SOME years ago, I decided to re-create an old-fashioned cornfield, the sort of poppy-resplendent arable scene you seldom find these days outside the frame of a Constable painting. I had two principle guides for this experiment in retrofarming. One was my own boyhood memory from the early 1970s of a rustling wheat field embroidered with wildflowers (weeds, if you will). My greater guide, however, was a chance reading of Walks in the Wheat-fields by Victorian countryside writer Richard Jefferies. One particular picture-in-words arrested my heart:
'Let your hand touch the ears lightly as you walk... There are hares within, and many a brood of partridge chicks that cannot yet use their wings... Finches more numerous than the berries on the hedges... There are, then, the poppies, whose wild brilliance in July days is not surpassed by any hue of Spain.
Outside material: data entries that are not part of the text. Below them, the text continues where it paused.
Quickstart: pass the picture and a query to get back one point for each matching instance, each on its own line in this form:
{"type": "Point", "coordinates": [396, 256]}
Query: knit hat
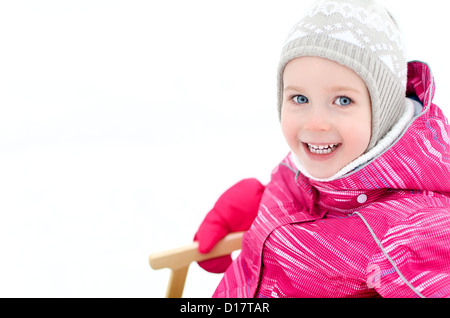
{"type": "Point", "coordinates": [363, 36]}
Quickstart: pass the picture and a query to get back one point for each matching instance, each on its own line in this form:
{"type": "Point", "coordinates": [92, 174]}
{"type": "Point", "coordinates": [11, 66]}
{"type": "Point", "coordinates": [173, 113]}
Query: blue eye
{"type": "Point", "coordinates": [300, 99]}
{"type": "Point", "coordinates": [343, 101]}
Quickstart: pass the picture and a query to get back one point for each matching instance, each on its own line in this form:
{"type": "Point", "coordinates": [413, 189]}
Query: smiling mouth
{"type": "Point", "coordinates": [322, 149]}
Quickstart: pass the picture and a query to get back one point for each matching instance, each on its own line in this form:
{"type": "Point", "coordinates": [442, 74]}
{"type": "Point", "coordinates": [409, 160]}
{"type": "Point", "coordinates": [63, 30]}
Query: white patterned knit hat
{"type": "Point", "coordinates": [363, 36]}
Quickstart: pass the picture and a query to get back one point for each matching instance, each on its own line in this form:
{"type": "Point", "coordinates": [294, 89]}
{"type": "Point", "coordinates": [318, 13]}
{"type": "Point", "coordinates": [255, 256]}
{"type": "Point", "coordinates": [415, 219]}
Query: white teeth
{"type": "Point", "coordinates": [322, 150]}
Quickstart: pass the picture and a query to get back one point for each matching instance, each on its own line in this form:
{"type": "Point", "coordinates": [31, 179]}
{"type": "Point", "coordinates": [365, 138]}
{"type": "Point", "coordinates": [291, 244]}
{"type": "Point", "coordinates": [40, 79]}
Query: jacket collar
{"type": "Point", "coordinates": [414, 157]}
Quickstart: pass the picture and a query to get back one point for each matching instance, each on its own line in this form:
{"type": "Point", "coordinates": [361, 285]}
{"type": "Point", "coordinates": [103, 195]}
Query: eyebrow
{"type": "Point", "coordinates": [333, 88]}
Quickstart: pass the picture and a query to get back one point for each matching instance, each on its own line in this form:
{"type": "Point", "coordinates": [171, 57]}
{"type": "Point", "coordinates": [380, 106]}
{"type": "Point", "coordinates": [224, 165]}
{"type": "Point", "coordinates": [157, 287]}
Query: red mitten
{"type": "Point", "coordinates": [234, 211]}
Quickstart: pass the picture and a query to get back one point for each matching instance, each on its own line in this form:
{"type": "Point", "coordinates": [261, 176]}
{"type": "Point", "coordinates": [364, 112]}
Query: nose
{"type": "Point", "coordinates": [317, 118]}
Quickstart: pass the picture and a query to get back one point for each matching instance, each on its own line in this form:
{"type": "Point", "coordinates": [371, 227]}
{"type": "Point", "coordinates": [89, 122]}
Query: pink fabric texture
{"type": "Point", "coordinates": [234, 211]}
{"type": "Point", "coordinates": [381, 231]}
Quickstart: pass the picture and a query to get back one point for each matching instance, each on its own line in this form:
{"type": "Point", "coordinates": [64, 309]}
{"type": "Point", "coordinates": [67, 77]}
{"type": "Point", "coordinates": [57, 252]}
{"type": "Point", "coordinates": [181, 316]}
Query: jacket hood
{"type": "Point", "coordinates": [418, 159]}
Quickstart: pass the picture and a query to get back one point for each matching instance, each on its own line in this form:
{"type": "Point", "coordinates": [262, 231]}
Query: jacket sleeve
{"type": "Point", "coordinates": [415, 257]}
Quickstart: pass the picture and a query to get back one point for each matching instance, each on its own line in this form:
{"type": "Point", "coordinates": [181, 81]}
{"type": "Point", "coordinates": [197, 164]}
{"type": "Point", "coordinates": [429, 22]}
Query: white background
{"type": "Point", "coordinates": [121, 123]}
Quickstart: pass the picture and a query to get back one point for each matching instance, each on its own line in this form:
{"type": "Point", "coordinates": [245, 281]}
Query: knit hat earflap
{"type": "Point", "coordinates": [363, 36]}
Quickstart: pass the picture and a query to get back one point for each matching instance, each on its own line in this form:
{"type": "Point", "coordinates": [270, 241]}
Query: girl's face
{"type": "Point", "coordinates": [326, 114]}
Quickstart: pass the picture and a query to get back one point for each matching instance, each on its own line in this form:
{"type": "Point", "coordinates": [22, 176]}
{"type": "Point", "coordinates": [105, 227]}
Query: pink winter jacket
{"type": "Point", "coordinates": [381, 231]}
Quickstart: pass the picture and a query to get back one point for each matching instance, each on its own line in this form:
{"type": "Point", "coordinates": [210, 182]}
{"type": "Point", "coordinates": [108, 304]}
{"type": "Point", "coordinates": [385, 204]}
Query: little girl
{"type": "Point", "coordinates": [361, 205]}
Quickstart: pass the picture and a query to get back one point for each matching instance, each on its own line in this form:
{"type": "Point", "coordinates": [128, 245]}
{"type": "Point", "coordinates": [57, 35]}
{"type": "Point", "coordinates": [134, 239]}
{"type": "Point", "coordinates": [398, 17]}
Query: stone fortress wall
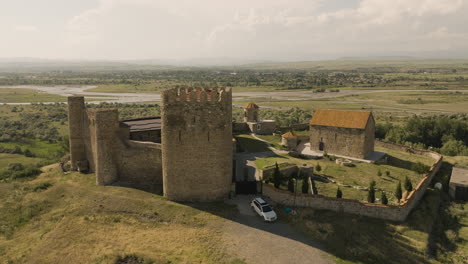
{"type": "Point", "coordinates": [387, 212]}
{"type": "Point", "coordinates": [98, 144]}
{"type": "Point", "coordinates": [197, 144]}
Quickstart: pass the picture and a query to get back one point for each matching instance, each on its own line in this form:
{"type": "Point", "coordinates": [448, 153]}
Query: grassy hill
{"type": "Point", "coordinates": [66, 218]}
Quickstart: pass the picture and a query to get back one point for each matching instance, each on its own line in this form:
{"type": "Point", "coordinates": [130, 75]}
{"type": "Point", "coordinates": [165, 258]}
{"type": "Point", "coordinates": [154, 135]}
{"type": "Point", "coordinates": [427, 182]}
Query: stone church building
{"type": "Point", "coordinates": [345, 133]}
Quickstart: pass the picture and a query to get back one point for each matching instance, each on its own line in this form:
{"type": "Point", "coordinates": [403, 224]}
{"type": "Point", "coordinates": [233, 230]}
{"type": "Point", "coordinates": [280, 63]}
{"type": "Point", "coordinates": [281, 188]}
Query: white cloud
{"type": "Point", "coordinates": [267, 29]}
{"type": "Point", "coordinates": [26, 28]}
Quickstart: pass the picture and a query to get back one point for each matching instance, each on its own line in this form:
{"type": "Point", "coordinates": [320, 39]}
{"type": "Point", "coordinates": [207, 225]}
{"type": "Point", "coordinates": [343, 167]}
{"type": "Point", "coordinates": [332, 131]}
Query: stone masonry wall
{"type": "Point", "coordinates": [197, 144]}
{"type": "Point", "coordinates": [105, 145]}
{"type": "Point", "coordinates": [386, 212]}
{"type": "Point", "coordinates": [340, 141]}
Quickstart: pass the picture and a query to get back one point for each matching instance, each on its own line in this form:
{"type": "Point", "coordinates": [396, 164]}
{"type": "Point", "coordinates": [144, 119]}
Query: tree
{"type": "Point", "coordinates": [420, 168]}
{"type": "Point", "coordinates": [371, 194]}
{"type": "Point", "coordinates": [339, 193]}
{"type": "Point", "coordinates": [383, 198]}
{"type": "Point", "coordinates": [28, 153]}
{"type": "Point", "coordinates": [398, 192]}
{"type": "Point", "coordinates": [314, 188]}
{"type": "Point", "coordinates": [305, 185]}
{"type": "Point", "coordinates": [291, 185]}
{"type": "Point", "coordinates": [277, 177]}
{"type": "Point", "coordinates": [408, 185]}
{"type": "Point", "coordinates": [318, 168]}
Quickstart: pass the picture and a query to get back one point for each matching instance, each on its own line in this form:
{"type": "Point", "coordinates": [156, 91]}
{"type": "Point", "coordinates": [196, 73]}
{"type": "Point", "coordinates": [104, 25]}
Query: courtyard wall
{"type": "Point", "coordinates": [387, 212]}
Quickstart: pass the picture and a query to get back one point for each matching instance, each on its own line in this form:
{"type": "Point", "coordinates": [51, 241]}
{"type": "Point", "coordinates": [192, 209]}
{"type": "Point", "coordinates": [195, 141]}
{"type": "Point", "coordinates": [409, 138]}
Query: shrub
{"type": "Point", "coordinates": [339, 193]}
{"type": "Point", "coordinates": [42, 186]}
{"type": "Point", "coordinates": [15, 167]}
{"type": "Point", "coordinates": [398, 191]}
{"type": "Point", "coordinates": [420, 168]}
{"type": "Point", "coordinates": [314, 188]}
{"type": "Point", "coordinates": [383, 198]}
{"type": "Point", "coordinates": [28, 153]}
{"type": "Point", "coordinates": [318, 168]}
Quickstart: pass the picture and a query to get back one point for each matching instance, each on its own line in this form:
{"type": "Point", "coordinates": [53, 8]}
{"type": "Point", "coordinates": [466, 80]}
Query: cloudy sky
{"type": "Point", "coordinates": [247, 29]}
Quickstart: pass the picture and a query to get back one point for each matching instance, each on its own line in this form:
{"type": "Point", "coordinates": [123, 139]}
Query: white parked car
{"type": "Point", "coordinates": [263, 209]}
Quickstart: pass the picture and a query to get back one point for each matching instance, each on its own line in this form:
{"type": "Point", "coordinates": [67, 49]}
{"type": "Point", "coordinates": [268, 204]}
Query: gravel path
{"type": "Point", "coordinates": [258, 242]}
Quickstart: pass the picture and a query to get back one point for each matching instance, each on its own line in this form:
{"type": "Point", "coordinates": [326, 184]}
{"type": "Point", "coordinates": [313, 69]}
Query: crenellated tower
{"type": "Point", "coordinates": [196, 144]}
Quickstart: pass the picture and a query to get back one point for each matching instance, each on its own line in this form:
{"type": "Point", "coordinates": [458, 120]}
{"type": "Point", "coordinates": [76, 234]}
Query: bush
{"type": "Point", "coordinates": [42, 186]}
{"type": "Point", "coordinates": [420, 168]}
{"type": "Point", "coordinates": [339, 193]}
{"type": "Point", "coordinates": [398, 191]}
{"type": "Point", "coordinates": [408, 185]}
{"type": "Point", "coordinates": [15, 167]}
{"type": "Point", "coordinates": [383, 198]}
{"type": "Point", "coordinates": [318, 168]}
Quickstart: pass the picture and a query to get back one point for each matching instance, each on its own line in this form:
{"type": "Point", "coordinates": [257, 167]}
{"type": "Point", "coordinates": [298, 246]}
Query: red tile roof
{"type": "Point", "coordinates": [251, 105]}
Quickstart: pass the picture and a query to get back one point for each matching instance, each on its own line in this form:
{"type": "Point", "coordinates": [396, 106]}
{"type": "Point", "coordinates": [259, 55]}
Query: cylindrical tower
{"type": "Point", "coordinates": [251, 113]}
{"type": "Point", "coordinates": [196, 144]}
{"type": "Point", "coordinates": [76, 112]}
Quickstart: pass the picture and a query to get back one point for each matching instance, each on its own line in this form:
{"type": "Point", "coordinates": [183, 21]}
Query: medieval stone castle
{"type": "Point", "coordinates": [193, 161]}
{"type": "Point", "coordinates": [189, 149]}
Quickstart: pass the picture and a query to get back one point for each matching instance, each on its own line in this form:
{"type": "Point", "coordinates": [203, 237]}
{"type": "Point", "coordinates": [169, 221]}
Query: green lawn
{"type": "Point", "coordinates": [13, 95]}
{"type": "Point", "coordinates": [361, 175]}
{"type": "Point", "coordinates": [250, 144]}
{"type": "Point", "coordinates": [356, 239]}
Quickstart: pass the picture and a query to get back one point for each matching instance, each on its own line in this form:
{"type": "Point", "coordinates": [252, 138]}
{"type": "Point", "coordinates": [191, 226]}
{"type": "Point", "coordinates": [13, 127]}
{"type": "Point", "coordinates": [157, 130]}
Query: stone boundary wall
{"type": "Point", "coordinates": [387, 212]}
{"type": "Point", "coordinates": [240, 128]}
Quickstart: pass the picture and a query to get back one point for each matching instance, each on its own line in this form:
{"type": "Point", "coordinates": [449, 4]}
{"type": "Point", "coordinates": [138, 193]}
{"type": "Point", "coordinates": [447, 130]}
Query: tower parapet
{"type": "Point", "coordinates": [196, 143]}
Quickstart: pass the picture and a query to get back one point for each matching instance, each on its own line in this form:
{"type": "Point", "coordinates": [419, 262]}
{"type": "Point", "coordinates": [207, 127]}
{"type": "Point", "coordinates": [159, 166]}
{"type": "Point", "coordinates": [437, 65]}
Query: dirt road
{"type": "Point", "coordinates": [255, 241]}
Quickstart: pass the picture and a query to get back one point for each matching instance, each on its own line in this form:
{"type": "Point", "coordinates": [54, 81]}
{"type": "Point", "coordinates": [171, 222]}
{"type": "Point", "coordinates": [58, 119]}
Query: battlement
{"type": "Point", "coordinates": [191, 95]}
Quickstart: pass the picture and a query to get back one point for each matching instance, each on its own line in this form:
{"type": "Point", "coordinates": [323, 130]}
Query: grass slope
{"type": "Point", "coordinates": [75, 221]}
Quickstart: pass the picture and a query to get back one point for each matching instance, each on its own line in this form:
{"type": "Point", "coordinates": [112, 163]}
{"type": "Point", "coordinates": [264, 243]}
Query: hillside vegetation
{"type": "Point", "coordinates": [66, 218]}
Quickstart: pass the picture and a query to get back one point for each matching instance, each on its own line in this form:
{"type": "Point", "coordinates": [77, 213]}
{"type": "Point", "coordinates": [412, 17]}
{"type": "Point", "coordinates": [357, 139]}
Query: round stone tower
{"type": "Point", "coordinates": [251, 112]}
{"type": "Point", "coordinates": [196, 144]}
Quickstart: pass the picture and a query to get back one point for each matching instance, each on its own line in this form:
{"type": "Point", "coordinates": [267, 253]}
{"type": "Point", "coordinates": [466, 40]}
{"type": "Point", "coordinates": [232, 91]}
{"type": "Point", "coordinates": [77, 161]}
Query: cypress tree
{"type": "Point", "coordinates": [408, 185]}
{"type": "Point", "coordinates": [291, 185]}
{"type": "Point", "coordinates": [371, 194]}
{"type": "Point", "coordinates": [305, 185]}
{"type": "Point", "coordinates": [277, 176]}
{"type": "Point", "coordinates": [339, 193]}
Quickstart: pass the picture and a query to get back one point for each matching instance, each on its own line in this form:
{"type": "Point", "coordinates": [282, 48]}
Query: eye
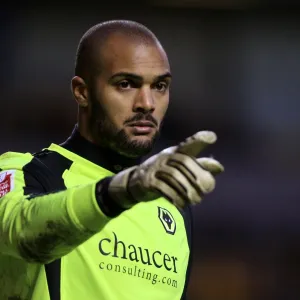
{"type": "Point", "coordinates": [161, 86]}
{"type": "Point", "coordinates": [124, 85]}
Wild charlock-a clear yellow-pink pimpernels, pink-streaked convolvulus, great white convolvulus, double-yellow toadflax, blue borage, broad rays of blue chicory, tall corncockles, azure corn-flowers, the great mallow, almost a bush, purple knapweed...'
Jefferies made 'no further catalogue' of the wildflowers growing in corn land, because it would take 'pages more. Before the coming of herbicides and pesticides in the 1950s, the arable fields of Britain vibrated with colour and life. Now? The wheat field has become a monotone, monochrome unit of production and flowers familiar to farmers since the Stone Age have become extinct. (RIP lamb succory, interrupted brome, stinking hawksbeard, (possibly) York groundsel.) Arable plants are our most critically threatened group of wild flora. They need saving.